Bulletins

Android and iMessage are finally playing nice

Google Messages users will now see iPhone reactions as emoji. 🙌

A person wearing a big mask that looks like the laugh-cry emoji, looking at a smartphone.

Is this what you meant by "ha ha?"

Photo: atomicstudio via Getty Images

“Veronica ‘loved’ an image" doesn’t feel as warm and fuzzy as seeing a big heart spring up at the corner of the message or photo you sent.

And yet Android users have been annoyed by these responses from their iPhone-using friends for years. Apple's iMessage exclusively works between iPhones, and iPhone users can’t download Google Messages from the App Store, which means that iMessage tapbacks (which let you emphasize a message with a heart, exclamation marks and other reactions) show up as texts. Really, really annoying texts.

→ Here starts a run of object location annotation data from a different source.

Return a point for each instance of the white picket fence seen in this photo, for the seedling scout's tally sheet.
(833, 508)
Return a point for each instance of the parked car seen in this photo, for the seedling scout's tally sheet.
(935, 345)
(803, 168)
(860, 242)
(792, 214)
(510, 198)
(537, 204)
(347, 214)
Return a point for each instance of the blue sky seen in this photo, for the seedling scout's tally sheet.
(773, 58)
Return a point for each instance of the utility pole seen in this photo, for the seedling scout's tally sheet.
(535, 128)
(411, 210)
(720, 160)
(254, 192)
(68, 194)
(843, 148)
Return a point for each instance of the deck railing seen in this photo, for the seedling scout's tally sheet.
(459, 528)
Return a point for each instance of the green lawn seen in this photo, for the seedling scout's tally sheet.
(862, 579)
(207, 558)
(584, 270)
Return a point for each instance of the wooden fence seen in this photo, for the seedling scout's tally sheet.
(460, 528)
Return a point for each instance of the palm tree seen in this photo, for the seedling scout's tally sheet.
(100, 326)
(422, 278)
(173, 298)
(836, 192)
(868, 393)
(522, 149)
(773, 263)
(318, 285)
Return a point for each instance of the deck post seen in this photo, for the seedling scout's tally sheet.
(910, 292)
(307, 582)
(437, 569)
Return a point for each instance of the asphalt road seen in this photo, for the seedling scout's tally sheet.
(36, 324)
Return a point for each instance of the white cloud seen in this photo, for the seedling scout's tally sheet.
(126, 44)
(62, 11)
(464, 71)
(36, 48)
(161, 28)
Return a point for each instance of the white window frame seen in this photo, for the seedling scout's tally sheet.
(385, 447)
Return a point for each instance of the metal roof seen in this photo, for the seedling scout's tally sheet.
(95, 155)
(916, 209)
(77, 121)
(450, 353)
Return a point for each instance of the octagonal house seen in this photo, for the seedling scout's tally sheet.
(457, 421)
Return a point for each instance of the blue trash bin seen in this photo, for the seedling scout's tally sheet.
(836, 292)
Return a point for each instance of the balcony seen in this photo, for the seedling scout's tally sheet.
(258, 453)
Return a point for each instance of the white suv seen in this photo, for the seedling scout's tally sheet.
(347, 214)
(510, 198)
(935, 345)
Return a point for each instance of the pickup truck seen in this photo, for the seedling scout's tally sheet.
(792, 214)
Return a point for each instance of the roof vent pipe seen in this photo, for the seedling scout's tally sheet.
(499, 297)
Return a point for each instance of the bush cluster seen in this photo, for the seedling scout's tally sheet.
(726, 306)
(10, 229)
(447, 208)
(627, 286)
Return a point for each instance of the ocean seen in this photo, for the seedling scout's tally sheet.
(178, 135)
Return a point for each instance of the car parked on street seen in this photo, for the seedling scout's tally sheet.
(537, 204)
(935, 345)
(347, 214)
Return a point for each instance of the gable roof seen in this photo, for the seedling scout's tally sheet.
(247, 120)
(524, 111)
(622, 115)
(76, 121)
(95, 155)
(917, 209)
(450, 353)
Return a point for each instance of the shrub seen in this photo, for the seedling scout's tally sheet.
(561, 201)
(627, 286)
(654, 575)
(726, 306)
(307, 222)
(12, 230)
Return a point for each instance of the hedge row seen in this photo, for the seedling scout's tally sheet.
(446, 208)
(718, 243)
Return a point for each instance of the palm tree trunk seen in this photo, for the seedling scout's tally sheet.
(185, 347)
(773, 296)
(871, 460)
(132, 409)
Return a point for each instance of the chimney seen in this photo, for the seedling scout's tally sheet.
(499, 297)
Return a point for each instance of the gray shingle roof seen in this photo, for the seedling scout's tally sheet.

Until now. Google just announced new messaging features that will translate iPhone reactions into Android emoji, along with a couple other updates.


We knew this was coming when Google teased the update a few months ago and let beta users try it out. But now, it’s official: Heart reactions in iMessage transform into heart-eye emojis on Android, thumbs up and thumbs down become, well, thumbs up and thumbs down, and laughing reactions translate to the laughing with tears emoji.

The update isn’t just about creating “more connection,” as Google’s press release reads. It’s mainly a business move. iMessage has an inherent cool factor, especially among teens, which hurts Android’s ability to sell a phone to young people. If you’ve ever watched an Android user try to keep up in a group chat of all iPhone users, forced to respond to their friends individually in a separate chat, then you know the struggle. Just add the exclusionary dynamics of high school cliques and it makes total sense why kids these days want an iPhone, not an Android.

Making reactions work across texting platforms reduces the very real stigma of being a green bubble. Google also made it easier for Android users to send their Apple counterparts high-resolution photos and videos, so long as they send them as a Google Photos link. And there’s a new autocorrect-like grammar correction, the ability to transcribe audio offline and the ability to turn photos into portraits in the new update, too.

Android users are bound to “love” it.